I don't know anything about linguistics so this is not an expert comment. I'm puzzled, too. I can only think of two senses of the word "word" that could apply here. There could be a third but it doesn't seem to apply here.
1) The number of words that would be counted by a computer is 56. The word "up" appears seven times and would count as seven.
2) The number of _unique_ words is smaller. There are only 29 unique words: again, and, down, duke, grand, had, half, he, hill, marched, men, neither, nor, of, old, only, ten, the, them, then, they, thousand, to, top, up, way, were, when, York. If this rhyme were the only piece of English someone knew, you would say they knew 29 English words.
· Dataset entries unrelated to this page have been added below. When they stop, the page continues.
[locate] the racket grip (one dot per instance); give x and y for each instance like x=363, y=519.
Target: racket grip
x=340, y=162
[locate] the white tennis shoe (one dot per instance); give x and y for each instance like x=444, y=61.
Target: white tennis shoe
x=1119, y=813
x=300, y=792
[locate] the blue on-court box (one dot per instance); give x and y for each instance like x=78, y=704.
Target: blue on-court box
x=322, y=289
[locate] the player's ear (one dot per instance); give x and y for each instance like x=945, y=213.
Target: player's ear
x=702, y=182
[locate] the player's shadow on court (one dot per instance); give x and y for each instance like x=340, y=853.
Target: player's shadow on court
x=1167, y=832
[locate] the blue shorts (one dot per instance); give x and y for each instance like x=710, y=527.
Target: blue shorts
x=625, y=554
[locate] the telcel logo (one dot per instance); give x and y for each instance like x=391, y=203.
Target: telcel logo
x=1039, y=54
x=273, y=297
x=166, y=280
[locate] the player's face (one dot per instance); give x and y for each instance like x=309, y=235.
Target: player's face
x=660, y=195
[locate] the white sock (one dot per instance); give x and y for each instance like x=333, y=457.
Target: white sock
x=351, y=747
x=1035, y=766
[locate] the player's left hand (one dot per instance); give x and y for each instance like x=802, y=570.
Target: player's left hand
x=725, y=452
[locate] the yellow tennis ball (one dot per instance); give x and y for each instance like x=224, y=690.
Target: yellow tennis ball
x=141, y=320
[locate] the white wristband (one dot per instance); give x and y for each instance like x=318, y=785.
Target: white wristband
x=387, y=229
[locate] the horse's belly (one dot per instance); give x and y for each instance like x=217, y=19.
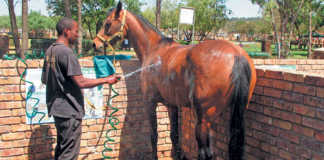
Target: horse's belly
x=175, y=95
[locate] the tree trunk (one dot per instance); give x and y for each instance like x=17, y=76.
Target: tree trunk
x=14, y=28
x=24, y=28
x=310, y=35
x=80, y=27
x=275, y=32
x=67, y=8
x=158, y=13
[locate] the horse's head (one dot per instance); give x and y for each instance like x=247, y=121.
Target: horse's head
x=113, y=30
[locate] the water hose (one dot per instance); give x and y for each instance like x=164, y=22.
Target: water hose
x=113, y=122
x=30, y=91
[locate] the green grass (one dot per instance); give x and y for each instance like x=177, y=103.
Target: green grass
x=295, y=53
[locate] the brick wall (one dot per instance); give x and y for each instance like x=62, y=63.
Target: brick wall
x=35, y=142
x=309, y=66
x=284, y=121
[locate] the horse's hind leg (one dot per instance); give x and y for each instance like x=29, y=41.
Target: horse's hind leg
x=202, y=136
x=150, y=110
x=174, y=119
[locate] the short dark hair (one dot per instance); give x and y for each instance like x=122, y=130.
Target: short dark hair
x=64, y=23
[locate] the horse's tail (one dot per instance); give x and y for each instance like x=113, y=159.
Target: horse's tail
x=241, y=78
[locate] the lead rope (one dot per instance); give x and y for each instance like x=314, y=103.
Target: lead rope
x=112, y=119
x=30, y=91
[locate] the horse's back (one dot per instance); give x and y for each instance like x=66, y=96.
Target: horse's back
x=212, y=64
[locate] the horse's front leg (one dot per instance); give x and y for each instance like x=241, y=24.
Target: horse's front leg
x=150, y=110
x=174, y=121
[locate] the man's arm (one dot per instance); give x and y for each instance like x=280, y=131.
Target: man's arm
x=83, y=82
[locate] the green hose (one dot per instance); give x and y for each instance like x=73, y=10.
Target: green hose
x=30, y=91
x=113, y=121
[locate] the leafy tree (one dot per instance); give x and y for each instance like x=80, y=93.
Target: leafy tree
x=284, y=14
x=209, y=15
x=14, y=28
x=40, y=23
x=158, y=13
x=25, y=27
x=4, y=22
x=169, y=15
x=93, y=12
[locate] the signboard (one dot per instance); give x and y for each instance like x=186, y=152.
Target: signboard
x=187, y=16
x=36, y=109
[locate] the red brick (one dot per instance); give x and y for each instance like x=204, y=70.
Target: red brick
x=320, y=136
x=9, y=80
x=313, y=123
x=13, y=136
x=11, y=152
x=289, y=136
x=320, y=114
x=10, y=89
x=293, y=97
x=283, y=115
x=282, y=124
x=304, y=110
x=4, y=129
x=10, y=120
x=272, y=92
x=305, y=89
x=284, y=85
x=303, y=130
x=10, y=105
x=320, y=92
x=260, y=72
x=5, y=113
x=274, y=74
x=283, y=105
x=11, y=97
x=293, y=77
x=314, y=101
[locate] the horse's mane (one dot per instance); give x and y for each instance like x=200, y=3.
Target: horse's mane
x=147, y=24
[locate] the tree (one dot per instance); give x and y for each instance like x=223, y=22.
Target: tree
x=24, y=28
x=67, y=7
x=209, y=15
x=39, y=23
x=287, y=12
x=14, y=28
x=94, y=12
x=158, y=14
x=133, y=6
x=80, y=27
x=169, y=21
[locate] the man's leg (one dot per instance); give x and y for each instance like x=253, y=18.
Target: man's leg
x=68, y=138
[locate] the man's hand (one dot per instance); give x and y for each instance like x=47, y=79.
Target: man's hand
x=112, y=79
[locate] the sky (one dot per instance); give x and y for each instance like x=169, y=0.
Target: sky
x=240, y=8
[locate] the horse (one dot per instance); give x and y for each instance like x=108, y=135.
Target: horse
x=208, y=77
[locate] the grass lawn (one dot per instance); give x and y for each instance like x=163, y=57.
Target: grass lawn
x=295, y=53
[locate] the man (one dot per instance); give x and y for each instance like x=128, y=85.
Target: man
x=64, y=81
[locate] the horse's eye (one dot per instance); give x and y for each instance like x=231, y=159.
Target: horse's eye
x=107, y=26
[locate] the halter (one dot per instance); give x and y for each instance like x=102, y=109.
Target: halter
x=120, y=33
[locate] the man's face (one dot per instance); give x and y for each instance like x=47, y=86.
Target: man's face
x=73, y=34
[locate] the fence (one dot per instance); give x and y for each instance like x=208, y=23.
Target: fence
x=283, y=121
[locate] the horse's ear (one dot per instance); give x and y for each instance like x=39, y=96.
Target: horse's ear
x=118, y=9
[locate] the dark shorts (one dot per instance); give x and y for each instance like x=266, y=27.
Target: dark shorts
x=68, y=138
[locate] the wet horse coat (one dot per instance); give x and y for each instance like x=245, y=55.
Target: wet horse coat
x=208, y=77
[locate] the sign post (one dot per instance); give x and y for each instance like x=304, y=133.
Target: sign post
x=187, y=17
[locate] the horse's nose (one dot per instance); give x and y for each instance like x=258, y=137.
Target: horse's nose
x=94, y=45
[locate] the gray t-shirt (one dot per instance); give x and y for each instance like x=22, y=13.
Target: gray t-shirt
x=63, y=96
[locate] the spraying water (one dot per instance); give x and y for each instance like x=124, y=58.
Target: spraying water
x=158, y=63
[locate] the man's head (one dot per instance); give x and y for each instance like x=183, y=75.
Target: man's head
x=68, y=28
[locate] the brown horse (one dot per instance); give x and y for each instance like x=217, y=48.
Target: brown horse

I had thought there might be an issue of what it means to be "the same word." For example, the words "griffin" and "gryphon" would be counted by a computer as two different words--two different sequences of characters. But in fact they are two different acceptable spellings of the same word, with the same pronunciation.
On the other hand, in the sentence "I'll wait while you drink your drink," we might say that the two occurrence of "drink" are different words, because the first is a verb and the second is a noun, or we might say they are two different forms of the same word.
We might say in the sentence "the soldiers carried their arms in their arms," a computer would count "arms" as two different occurrence of the same word, but here they are "really" different words meaning "weapon" and "part of the body," that just happen to have the same spelling.
And my mother used to say things like "Oh, 'adamant' and 'diamond' are really the same word." She meant that they were etymologically derived from the same source, and had just somehow split into two slightly different spellings and pronunciations.
However, I do not see any of these puzzling situations in the nursery rhyme.